Et puis plus loin, près du Parking des Ouches, lorsqu’un petit garçon aperçoit le camion de collecte se rapprocher de lui, la magie opère. L’un sur son vélo les yeux plein d’admiration, l’autre lui adressant ce sourire plein d’humilité qui le caractérise en sautant de sa plateforme. Mais comme toutes les rencontres de Mady en tournée, le moment est très bref : un bonjour, un geste de la main et le ripeur s’envole déjà vers la prochaine maison.

Parmi les raisons qui l’ont poussé à embrasser la carrière d’agent de collecte, Mady Keita met également en avant sa sensibilité sur les questions liées à l’environnement. « On travaille pour nous, pour la collectivité, mais aussi pour l’environnement et la planète, souligne fièrement le ripeur. Notre métier a encore plus de sens aujourd’hui ! »

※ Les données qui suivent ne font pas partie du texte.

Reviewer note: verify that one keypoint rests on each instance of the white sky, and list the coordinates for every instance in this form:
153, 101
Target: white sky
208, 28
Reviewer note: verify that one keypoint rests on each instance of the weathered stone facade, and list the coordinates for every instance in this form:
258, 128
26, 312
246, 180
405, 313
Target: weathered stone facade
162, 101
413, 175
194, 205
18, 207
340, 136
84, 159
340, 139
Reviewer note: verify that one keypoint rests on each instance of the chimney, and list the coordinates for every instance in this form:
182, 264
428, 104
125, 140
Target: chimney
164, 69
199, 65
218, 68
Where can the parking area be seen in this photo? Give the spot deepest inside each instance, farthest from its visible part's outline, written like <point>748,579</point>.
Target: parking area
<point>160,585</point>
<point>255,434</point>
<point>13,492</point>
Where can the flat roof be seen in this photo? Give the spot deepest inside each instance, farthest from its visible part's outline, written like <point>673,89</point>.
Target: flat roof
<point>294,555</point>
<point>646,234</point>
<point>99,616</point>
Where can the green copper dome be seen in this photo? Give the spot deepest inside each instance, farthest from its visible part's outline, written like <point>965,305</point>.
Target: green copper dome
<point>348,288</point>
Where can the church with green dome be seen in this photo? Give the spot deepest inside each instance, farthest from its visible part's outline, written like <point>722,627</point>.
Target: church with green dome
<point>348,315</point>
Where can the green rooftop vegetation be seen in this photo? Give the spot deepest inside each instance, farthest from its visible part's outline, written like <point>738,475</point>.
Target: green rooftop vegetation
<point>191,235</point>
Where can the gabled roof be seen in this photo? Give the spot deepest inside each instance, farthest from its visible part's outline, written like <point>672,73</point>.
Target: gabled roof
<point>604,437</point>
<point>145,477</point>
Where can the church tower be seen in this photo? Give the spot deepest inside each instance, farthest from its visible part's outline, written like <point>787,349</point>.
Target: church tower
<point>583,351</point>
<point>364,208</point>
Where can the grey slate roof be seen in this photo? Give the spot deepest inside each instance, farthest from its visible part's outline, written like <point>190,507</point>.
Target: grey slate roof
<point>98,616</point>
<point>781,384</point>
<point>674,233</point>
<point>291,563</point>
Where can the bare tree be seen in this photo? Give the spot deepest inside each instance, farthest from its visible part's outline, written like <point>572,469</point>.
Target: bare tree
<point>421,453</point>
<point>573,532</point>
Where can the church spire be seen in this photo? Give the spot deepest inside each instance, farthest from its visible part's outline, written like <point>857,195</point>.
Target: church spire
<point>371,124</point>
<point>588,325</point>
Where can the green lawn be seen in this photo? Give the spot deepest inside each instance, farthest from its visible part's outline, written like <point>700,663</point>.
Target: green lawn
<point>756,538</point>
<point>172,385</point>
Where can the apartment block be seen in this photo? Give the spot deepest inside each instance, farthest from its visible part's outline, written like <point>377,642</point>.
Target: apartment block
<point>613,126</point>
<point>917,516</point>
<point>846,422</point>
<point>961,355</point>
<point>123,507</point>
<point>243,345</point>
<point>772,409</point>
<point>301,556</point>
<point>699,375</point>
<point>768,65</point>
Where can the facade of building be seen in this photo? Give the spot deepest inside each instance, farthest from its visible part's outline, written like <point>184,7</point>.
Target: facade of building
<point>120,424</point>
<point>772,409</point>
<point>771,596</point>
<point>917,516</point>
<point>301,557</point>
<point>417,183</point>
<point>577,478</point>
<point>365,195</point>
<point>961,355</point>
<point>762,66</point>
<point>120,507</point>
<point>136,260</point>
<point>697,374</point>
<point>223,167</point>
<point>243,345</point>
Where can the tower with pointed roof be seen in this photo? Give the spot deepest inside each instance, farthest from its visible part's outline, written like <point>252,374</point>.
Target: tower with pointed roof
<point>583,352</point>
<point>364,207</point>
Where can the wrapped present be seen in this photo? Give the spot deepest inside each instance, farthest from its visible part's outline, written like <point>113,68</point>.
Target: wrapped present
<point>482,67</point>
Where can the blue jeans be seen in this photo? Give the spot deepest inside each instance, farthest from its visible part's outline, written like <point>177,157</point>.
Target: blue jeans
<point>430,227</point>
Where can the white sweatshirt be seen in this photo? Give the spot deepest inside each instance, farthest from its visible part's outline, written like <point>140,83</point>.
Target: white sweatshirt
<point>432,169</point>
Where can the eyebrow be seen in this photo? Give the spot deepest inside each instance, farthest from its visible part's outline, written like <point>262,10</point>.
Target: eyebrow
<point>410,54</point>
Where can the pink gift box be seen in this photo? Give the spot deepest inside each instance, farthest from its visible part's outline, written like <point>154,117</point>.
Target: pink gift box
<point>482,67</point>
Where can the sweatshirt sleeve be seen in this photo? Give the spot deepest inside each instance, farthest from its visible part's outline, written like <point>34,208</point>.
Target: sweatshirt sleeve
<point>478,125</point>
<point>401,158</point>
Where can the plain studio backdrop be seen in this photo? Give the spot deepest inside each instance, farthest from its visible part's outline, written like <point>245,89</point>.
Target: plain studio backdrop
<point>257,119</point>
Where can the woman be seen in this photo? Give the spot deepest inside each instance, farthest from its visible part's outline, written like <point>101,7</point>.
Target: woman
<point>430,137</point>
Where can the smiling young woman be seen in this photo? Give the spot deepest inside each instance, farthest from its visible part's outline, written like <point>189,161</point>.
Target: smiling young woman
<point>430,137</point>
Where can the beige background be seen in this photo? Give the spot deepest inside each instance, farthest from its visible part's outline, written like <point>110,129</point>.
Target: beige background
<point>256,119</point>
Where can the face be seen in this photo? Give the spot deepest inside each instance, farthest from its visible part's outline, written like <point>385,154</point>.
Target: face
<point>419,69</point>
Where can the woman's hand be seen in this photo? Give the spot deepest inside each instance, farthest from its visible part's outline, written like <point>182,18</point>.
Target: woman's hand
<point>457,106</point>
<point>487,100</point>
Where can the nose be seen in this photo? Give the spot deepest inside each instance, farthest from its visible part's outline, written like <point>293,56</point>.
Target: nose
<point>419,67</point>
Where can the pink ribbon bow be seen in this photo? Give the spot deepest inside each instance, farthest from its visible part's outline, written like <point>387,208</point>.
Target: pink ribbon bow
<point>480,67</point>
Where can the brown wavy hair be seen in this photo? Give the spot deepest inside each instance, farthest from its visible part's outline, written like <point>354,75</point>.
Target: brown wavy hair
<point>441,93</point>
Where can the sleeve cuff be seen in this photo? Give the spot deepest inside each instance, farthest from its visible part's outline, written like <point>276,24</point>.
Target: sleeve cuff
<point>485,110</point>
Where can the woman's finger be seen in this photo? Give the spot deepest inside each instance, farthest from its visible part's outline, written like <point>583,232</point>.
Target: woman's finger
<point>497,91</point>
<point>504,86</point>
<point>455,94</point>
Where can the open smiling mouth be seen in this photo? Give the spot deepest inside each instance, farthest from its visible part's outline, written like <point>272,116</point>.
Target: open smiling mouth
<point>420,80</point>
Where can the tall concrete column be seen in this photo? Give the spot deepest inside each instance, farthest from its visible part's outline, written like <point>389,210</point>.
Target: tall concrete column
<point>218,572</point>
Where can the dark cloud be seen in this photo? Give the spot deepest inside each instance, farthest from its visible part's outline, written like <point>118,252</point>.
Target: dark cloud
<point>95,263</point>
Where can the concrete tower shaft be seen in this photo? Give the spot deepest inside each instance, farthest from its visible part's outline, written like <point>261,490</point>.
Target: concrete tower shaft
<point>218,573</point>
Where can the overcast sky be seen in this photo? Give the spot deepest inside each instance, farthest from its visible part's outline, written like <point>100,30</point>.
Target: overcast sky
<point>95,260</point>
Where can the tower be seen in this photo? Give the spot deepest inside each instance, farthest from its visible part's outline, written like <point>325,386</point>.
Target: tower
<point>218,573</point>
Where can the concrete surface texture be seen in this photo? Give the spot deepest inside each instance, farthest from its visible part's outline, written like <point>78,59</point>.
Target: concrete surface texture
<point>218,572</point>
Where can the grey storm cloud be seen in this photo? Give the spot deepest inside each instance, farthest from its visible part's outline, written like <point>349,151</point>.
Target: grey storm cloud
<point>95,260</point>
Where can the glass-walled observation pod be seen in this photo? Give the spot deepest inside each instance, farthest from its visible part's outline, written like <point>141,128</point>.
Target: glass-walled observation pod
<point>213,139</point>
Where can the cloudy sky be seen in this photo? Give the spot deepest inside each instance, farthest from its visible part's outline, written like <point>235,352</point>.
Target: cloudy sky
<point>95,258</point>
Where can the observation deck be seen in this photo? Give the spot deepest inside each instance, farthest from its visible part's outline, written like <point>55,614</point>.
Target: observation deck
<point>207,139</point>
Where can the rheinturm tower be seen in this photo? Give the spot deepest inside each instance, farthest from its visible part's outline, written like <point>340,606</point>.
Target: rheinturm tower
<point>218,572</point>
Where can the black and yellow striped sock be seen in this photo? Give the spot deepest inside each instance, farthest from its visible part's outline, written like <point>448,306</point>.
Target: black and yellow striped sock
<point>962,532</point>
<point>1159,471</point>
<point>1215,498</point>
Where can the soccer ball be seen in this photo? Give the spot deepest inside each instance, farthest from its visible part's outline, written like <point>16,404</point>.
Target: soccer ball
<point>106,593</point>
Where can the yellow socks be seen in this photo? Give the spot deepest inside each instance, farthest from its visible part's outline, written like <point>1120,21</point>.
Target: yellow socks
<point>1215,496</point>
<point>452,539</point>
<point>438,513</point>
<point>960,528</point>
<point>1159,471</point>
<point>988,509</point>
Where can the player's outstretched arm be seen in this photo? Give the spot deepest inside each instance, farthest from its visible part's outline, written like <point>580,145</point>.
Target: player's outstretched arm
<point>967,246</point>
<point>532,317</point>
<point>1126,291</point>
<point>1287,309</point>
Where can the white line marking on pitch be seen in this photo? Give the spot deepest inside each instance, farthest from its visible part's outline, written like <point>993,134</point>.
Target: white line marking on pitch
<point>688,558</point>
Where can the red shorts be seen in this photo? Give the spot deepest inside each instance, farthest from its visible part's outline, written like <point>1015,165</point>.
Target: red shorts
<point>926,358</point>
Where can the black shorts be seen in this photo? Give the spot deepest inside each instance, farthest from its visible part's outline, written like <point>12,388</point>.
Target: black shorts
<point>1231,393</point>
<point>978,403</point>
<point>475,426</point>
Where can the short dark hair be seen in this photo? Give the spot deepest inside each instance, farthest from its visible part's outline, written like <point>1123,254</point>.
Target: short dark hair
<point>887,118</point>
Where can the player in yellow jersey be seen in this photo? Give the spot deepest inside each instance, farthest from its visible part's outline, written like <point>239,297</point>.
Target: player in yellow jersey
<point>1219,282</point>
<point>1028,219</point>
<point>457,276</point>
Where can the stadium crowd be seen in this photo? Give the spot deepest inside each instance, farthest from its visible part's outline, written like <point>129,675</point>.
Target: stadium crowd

Constatant l’évolution de comportement de la population dans la gestion de leurs déchets, Mady Keita se réjouit du chemin parcouru. « Il y a dix, quinze ans, les gens faisaient vraiment n’importe quoi, rien n’était trié, se souvient-il. Aujourd’hui, ça commence à changer, les personnes commencent à comprendre le tri, pourquoi c’est important, ce qu’il faut faire, ce qu’il ne faut pas faire, et aussi qu’il faut produire moins de déchets ».